(Image: Getty Images)
Facebook has put in place systems to stop collecting confidential data from users, from third-party apps, about their health or religious practices, following an investigation by New York State Financial Services.
“The lack of global standards and digital regulations has paved the way for rigorous data collection and sharing, which violated the privacy of dozens of New Yorkers,” Governor Andrew Cuomo said in a statement Thursday.
The investigation revealed that the social media giant was receiving sensitive personal information (medical diagnoses, fertility data, financial data, etc.) from third-party apps.
They shared the information with Facebook data analysis services that the California Group makes available to them for free.
The statement said the practice violated Facebook’s regulations, but that the company “did almost nothing to enforce its rules or prevent the flow of sensitive data before the state investigation.”
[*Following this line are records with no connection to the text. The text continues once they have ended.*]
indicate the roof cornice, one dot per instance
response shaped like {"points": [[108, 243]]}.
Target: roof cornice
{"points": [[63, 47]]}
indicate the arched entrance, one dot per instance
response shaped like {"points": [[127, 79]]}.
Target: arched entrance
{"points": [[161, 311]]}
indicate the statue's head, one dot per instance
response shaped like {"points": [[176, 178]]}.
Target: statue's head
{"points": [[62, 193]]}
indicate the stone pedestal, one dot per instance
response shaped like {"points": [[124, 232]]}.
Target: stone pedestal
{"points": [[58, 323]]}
“Facebook has asked app and website publishers not to share medical, financial and other personal information about consumers, but it has done nothing to stop them,” said Linda Laswell, the State Department’s finance director.
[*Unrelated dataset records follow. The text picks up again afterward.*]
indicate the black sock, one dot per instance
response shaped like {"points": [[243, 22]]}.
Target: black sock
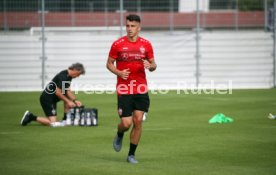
{"points": [[132, 149], [64, 116], [33, 117], [120, 134]]}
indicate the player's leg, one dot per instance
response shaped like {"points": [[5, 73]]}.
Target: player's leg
{"points": [[125, 113], [49, 109], [66, 109], [141, 105]]}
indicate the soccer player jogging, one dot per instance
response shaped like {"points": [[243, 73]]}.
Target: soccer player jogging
{"points": [[58, 89], [132, 54]]}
A Facebook spokesperson replied: “Sending sensitive data via third-party tools is a widespread problem in the industry, and we were happy to work with New York on ways to solve it.”
“We have improved our efforts to discover and block potentially sensitive data, and we are doing more to educate advertisers on the correct way to use our tools,” he added.
Facebook now has digital filters, which are supposed to identify and block confidential information before it ends up on its system, according to the governor’s office.
Andrew Cuomo had called for this investigation after an article in The Wall Street Journal describing the problem with third parties such as Flo, which is a health app.
He also called for updating federal laws to provide better protection for consumers, because “current legislation lags behind technological advances in the” big data “industry (data, editor’s note).
In the United States there is no federal data privacy law like the European Data Protection Regulation.
However, some states, led by California, have adopted laws similar to the European text.